The Commission has been worried for some time about low carbon prices. The EUA price is so low that it is not stimulating the desired level of investment in clean technology. And it is cheaper for power stations to burn coal than gas. As a result the current EUA price influences neither operating nor investment decisions.
So in order to boost the carbon price, today the Commission published its proposals for structural reform of the EU ETS. The document is so lightweight that I sighed in exasperation and it shot across my desk and slipped into the bin. (http://ec.europa.eu/clima/policies/ets/reform/docs/com_2012_652_en.pdf)
The document lists six options for restructuring the scheme: a more ambitious target, cancellation of allowances, a steeper annual reduction factor, expansion of the scope of the scheme, limiting of use of international credits and a discretionary price mechanism.
Nothing is quantified (except for the possible 30% target); the document is so short that it cannot deal with the issues with the thoroughness they merit; there is a glance beyond 2020, but insufficient emphasis is placed on raising the profile of the long-term reduction targets.
This piece of paper is indecisive and it is not surprising that the EUA price fell 60 cents in response. It is merely the promise of consultation on wide-ranging topics. It gives no direction, no confidence to the market that something can or will be done. In short, it shows no leadership. Without leadership, there is no confidence.

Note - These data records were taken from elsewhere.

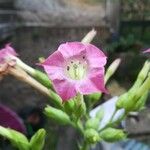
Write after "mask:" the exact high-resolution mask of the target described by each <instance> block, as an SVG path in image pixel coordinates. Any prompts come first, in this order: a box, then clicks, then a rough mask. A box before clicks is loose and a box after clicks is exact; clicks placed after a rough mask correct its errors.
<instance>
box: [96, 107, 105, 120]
mask: <svg viewBox="0 0 150 150" xmlns="http://www.w3.org/2000/svg"><path fill="white" fill-rule="evenodd" d="M103 116H104V108H99V110H98V111H97V113H96V118H97V119H98V120H99V122H100V121H101V120H102V118H103Z"/></svg>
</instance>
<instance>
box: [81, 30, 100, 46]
mask: <svg viewBox="0 0 150 150" xmlns="http://www.w3.org/2000/svg"><path fill="white" fill-rule="evenodd" d="M96 34H97V32H96V30H95V29H92V30H91V31H90V32H88V33H87V35H86V36H85V37H84V38H83V39H82V41H81V42H82V43H85V44H86V43H91V41H92V40H93V39H94V37H95V36H96Z"/></svg>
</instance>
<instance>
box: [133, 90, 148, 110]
mask: <svg viewBox="0 0 150 150" xmlns="http://www.w3.org/2000/svg"><path fill="white" fill-rule="evenodd" d="M148 93H149V92H148V91H146V92H145V93H144V94H143V96H142V97H141V98H139V100H138V101H137V103H136V104H135V105H134V108H133V111H139V110H141V109H142V108H144V105H145V102H146V100H147V97H148Z"/></svg>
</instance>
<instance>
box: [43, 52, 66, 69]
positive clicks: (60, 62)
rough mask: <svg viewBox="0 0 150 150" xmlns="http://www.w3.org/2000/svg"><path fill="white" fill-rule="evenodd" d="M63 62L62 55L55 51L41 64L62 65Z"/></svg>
mask: <svg viewBox="0 0 150 150" xmlns="http://www.w3.org/2000/svg"><path fill="white" fill-rule="evenodd" d="M64 62H65V60H64V58H63V55H62V54H61V53H60V52H59V51H55V52H54V53H53V54H52V55H50V56H49V57H48V58H47V59H46V60H45V61H44V62H43V63H42V64H41V65H42V66H57V67H62V66H63V63H64Z"/></svg>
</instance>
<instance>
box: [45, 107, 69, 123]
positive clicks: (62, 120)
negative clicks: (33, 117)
mask: <svg viewBox="0 0 150 150" xmlns="http://www.w3.org/2000/svg"><path fill="white" fill-rule="evenodd" d="M44 114H45V115H46V116H47V117H49V118H50V119H52V120H54V121H56V122H58V123H59V124H62V125H66V124H70V123H71V121H70V118H69V116H68V115H67V114H66V113H65V112H63V111H62V110H60V109H56V108H54V107H51V106H47V107H46V108H45V109H44Z"/></svg>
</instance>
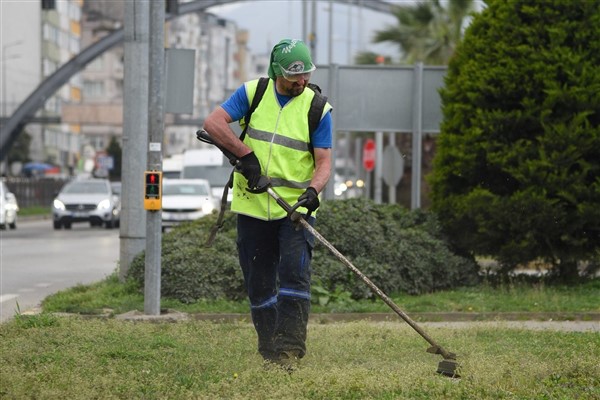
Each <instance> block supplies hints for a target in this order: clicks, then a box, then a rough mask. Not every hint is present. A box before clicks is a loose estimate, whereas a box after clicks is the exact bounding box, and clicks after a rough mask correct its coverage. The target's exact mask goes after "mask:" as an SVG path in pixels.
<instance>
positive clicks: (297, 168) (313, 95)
mask: <svg viewBox="0 0 600 400" xmlns="http://www.w3.org/2000/svg"><path fill="white" fill-rule="evenodd" d="M257 85H258V80H254V81H250V82H247V83H246V93H247V94H248V101H249V103H251V101H252V98H253V97H254V93H255V92H256V86H257ZM313 96H314V92H313V91H312V90H311V89H308V88H307V89H305V90H304V92H303V93H302V94H301V95H300V96H296V97H293V98H292V99H291V100H290V101H289V102H288V103H287V104H286V105H285V106H283V107H281V106H280V104H279V101H278V100H277V95H276V94H275V83H274V81H273V80H269V85H268V86H267V89H266V91H265V94H264V95H263V97H262V100H261V101H260V103H259V104H258V107H257V108H256V110H255V111H254V113H253V114H252V118H251V119H250V126H249V127H248V130H247V132H246V136H245V137H244V143H245V144H246V145H247V146H248V147H250V148H251V149H252V150H253V151H254V153H255V154H256V157H257V158H258V160H259V161H260V164H261V169H262V171H261V172H262V174H263V175H265V176H268V177H270V178H271V184H272V186H273V188H274V189H275V191H276V192H277V193H278V194H279V195H280V196H281V197H282V198H283V199H284V200H285V201H286V202H288V203H289V204H290V205H294V204H295V203H296V202H297V200H298V196H300V195H301V194H302V193H303V192H304V191H305V190H306V188H307V187H308V186H309V185H310V181H311V179H312V176H313V174H314V169H315V165H314V157H313V154H312V152H311V149H310V137H309V136H310V135H309V128H308V117H307V116H308V110H309V109H310V103H311V101H312V98H313ZM246 187H247V181H246V179H245V178H244V177H243V176H242V174H240V173H235V174H234V181H233V200H232V202H231V210H232V211H234V212H237V213H240V214H245V215H249V216H252V217H255V218H259V219H263V220H272V219H280V218H284V217H285V216H286V213H285V211H284V210H283V209H282V208H281V207H280V206H279V205H278V204H277V203H276V202H275V201H274V200H273V199H272V198H271V197H270V196H269V195H268V194H267V193H261V194H252V193H249V192H247V191H246ZM299 211H300V212H304V213H305V212H307V210H306V209H305V208H303V207H300V208H299Z"/></svg>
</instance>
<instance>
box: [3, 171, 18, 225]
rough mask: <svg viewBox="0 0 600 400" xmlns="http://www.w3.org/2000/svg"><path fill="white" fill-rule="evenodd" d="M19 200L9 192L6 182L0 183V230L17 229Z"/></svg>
mask: <svg viewBox="0 0 600 400" xmlns="http://www.w3.org/2000/svg"><path fill="white" fill-rule="evenodd" d="M18 211H19V205H18V204H17V198H16V197H15V195H14V194H12V193H11V192H10V190H8V187H7V186H6V184H5V183H4V181H0V229H6V227H9V228H10V229H16V228H17V212H18Z"/></svg>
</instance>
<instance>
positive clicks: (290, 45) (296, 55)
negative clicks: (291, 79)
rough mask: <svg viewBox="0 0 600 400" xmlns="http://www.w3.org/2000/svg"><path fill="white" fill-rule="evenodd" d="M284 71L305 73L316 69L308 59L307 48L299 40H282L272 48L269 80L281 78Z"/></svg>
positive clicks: (284, 39)
mask: <svg viewBox="0 0 600 400" xmlns="http://www.w3.org/2000/svg"><path fill="white" fill-rule="evenodd" d="M282 68H283V69H285V70H286V72H287V73H296V74H300V73H307V72H312V71H314V70H315V69H316V68H315V66H314V65H313V63H312V58H311V57H310V50H309V49H308V46H306V44H305V43H304V42H303V41H302V40H299V39H283V40H282V41H280V42H279V43H277V44H276V45H275V47H273V50H272V51H271V62H270V64H269V78H271V79H275V77H276V76H282V75H283V71H282V70H281V69H282Z"/></svg>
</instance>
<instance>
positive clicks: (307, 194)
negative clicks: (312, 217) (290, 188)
mask: <svg viewBox="0 0 600 400" xmlns="http://www.w3.org/2000/svg"><path fill="white" fill-rule="evenodd" d="M301 201H306V203H304V204H303V207H306V208H307V209H308V210H309V211H311V212H312V211H315V210H316V209H317V208H319V206H320V205H321V203H320V202H319V194H318V193H317V190H316V189H315V188H314V187H312V186H309V187H308V188H307V189H306V191H305V192H304V193H302V194H301V195H300V197H298V202H301Z"/></svg>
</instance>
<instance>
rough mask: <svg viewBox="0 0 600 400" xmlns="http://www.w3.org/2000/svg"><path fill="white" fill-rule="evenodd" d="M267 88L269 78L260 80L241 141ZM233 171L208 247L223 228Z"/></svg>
mask: <svg viewBox="0 0 600 400" xmlns="http://www.w3.org/2000/svg"><path fill="white" fill-rule="evenodd" d="M267 86H269V78H266V77H263V78H260V79H259V80H258V85H257V86H256V92H255V93H254V97H253V98H252V103H250V108H249V109H248V112H247V113H246V115H245V116H244V123H245V126H244V130H243V131H242V134H241V135H240V140H244V137H245V136H246V131H247V130H248V126H249V125H250V118H251V117H252V113H253V112H254V110H256V107H258V103H260V101H261V100H262V97H263V95H264V94H265V91H266V90H267ZM233 171H235V167H234V169H233V170H232V171H231V175H229V181H228V182H227V185H225V187H224V188H223V194H222V195H221V211H219V216H218V217H217V222H216V223H215V224H214V225H213V227H212V228H211V230H210V236H209V237H208V240H207V241H206V244H205V246H206V247H210V246H212V244H213V242H214V240H215V237H216V236H217V232H219V230H220V229H221V228H222V227H223V217H224V215H225V209H226V208H227V195H228V194H229V189H230V188H233Z"/></svg>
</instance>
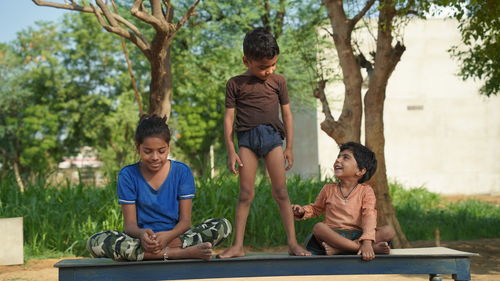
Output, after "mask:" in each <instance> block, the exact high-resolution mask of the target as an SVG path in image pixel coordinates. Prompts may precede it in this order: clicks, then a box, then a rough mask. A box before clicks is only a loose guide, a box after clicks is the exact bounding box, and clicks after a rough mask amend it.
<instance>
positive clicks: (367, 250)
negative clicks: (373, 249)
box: [357, 240, 375, 261]
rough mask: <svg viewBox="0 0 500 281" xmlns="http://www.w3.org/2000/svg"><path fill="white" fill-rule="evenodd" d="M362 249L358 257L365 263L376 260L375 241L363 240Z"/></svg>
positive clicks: (360, 249)
mask: <svg viewBox="0 0 500 281" xmlns="http://www.w3.org/2000/svg"><path fill="white" fill-rule="evenodd" d="M360 244H361V245H360V247H359V250H358V253H357V255H361V256H362V257H361V258H362V259H363V260H365V261H370V260H373V259H374V258H375V252H374V251H373V241H372V240H361V241H360Z"/></svg>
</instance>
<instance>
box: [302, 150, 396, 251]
mask: <svg viewBox="0 0 500 281" xmlns="http://www.w3.org/2000/svg"><path fill="white" fill-rule="evenodd" d="M333 168H334V171H335V172H334V174H335V177H336V178H337V179H338V182H337V183H330V184H325V186H324V187H323V189H322V190H321V191H320V193H319V195H318V197H317V198H316V201H315V202H314V203H312V204H309V205H306V206H299V205H292V210H293V214H294V216H295V219H308V218H312V217H317V216H319V215H320V214H322V213H325V219H324V221H323V222H320V223H317V224H316V225H315V226H314V228H313V234H312V235H310V236H309V237H308V238H307V239H306V248H307V250H309V251H310V252H311V253H313V254H326V255H335V254H340V253H357V254H358V255H361V256H362V259H363V260H372V259H374V258H375V254H389V253H390V247H389V244H388V243H387V242H389V241H390V240H392V238H394V235H395V232H394V229H393V228H392V227H391V226H382V227H377V210H376V209H375V203H376V198H375V193H374V192H373V189H372V187H371V186H369V185H367V184H363V183H364V182H366V181H368V180H369V179H370V178H371V176H372V175H373V174H374V173H375V170H376V169H377V160H376V159H375V153H373V152H372V151H371V150H369V149H368V148H367V147H365V146H363V145H361V144H359V143H355V142H348V143H345V144H343V145H341V146H340V153H339V155H338V156H337V160H335V163H334V164H333Z"/></svg>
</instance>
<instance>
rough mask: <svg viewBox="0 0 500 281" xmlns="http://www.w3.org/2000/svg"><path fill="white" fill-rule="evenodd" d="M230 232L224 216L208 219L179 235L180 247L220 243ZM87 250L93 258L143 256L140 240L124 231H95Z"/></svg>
mask: <svg viewBox="0 0 500 281" xmlns="http://www.w3.org/2000/svg"><path fill="white" fill-rule="evenodd" d="M229 234H231V223H230V222H229V221H228V220H226V219H224V218H215V219H208V220H206V221H204V222H203V223H201V224H198V225H195V226H193V227H191V228H190V229H189V230H188V231H186V232H185V233H183V234H182V235H181V236H179V238H180V240H181V243H182V246H181V247H182V248H187V247H190V246H194V245H197V244H200V243H204V242H210V243H212V245H213V246H216V245H218V244H220V242H222V241H223V240H224V239H225V238H227V237H228V236H229ZM87 250H88V251H89V252H90V254H91V255H92V257H94V258H111V259H114V260H129V261H140V260H143V258H144V249H143V248H142V247H141V240H140V239H136V238H133V237H131V236H129V235H127V234H125V233H124V232H118V231H114V230H108V231H103V232H99V233H96V234H94V235H92V236H91V237H90V238H89V239H88V240H87Z"/></svg>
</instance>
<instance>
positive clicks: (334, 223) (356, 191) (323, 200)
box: [301, 183, 377, 241]
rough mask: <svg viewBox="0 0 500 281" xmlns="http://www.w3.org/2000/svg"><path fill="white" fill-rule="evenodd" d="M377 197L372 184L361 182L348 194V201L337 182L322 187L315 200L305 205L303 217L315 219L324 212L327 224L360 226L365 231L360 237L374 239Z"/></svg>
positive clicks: (304, 207) (342, 227) (360, 239)
mask: <svg viewBox="0 0 500 281" xmlns="http://www.w3.org/2000/svg"><path fill="white" fill-rule="evenodd" d="M375 203H376V197H375V193H374V192H373V189H372V187H371V186H369V185H367V184H359V185H358V187H356V189H355V190H354V191H353V192H352V193H351V194H349V196H348V198H347V201H346V200H344V199H343V198H342V197H341V195H340V190H339V189H338V186H337V184H336V183H329V184H325V186H323V189H321V191H320V193H319V195H318V197H316V201H315V202H314V203H312V204H309V205H306V206H304V210H305V213H304V216H303V217H302V218H301V219H308V218H313V217H317V216H319V215H321V214H322V213H325V220H324V221H323V222H324V223H325V224H326V225H328V226H329V227H332V228H336V229H358V230H362V231H363V235H362V236H361V237H360V238H359V240H373V241H375V228H376V227H377V210H376V209H375Z"/></svg>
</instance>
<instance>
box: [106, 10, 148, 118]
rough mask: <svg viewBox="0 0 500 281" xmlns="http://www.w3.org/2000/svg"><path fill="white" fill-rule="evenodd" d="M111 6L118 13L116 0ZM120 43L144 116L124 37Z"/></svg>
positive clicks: (132, 85) (141, 97)
mask: <svg viewBox="0 0 500 281" xmlns="http://www.w3.org/2000/svg"><path fill="white" fill-rule="evenodd" d="M111 4H112V5H113V10H114V12H115V13H118V7H116V4H115V1H114V0H111ZM120 42H121V45H122V51H123V55H124V56H125V61H126V62H127V69H128V74H129V75H130V84H132V89H134V96H135V101H136V102H137V106H138V108H139V114H140V115H141V116H142V115H143V114H144V110H143V109H142V97H141V94H140V93H139V90H138V89H137V82H136V80H135V75H134V71H133V69H132V62H131V61H130V57H129V55H128V50H127V45H126V43H125V39H124V38H123V37H121V38H120Z"/></svg>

But what could the Commission do? If it does not show many options to please everyone it will be castigated for being undemocratic. If it shows too many options (and the wrong ones!) then it will be accused of being wobbly and spineless.
This happens because the European Commission is not a political body and therefore it cannot show leadership. It is a body of bureaucrats.
The real people to criticise are not the European Commission. They are “just doing their job”. The people really at fault, the ones letting us down, are the politicians who abdicate their political responsibility: they are happy to let the Commission muddle on with trying to fix the EU ETS. Yet, as elected representatives and political leaders, they are the ones who should be up there calling loudly and clearly for reform. But it’s not a priority. Such is their cowardly silence that I can hear the cracking of melting ice from thousands of miles away.
Perhaps I am overreacting. Perhaps this is the reality of politics. Perhaps Sandy and the PWC report about 11 degrees temperature increase by 2100 and the warnings about the new IPCC report … perhaps they are making me unduly sensitive to the problem of climate change. Perhaps. But probably not.
James
Stop wasting your time writing blog posts, and get on with some proper work.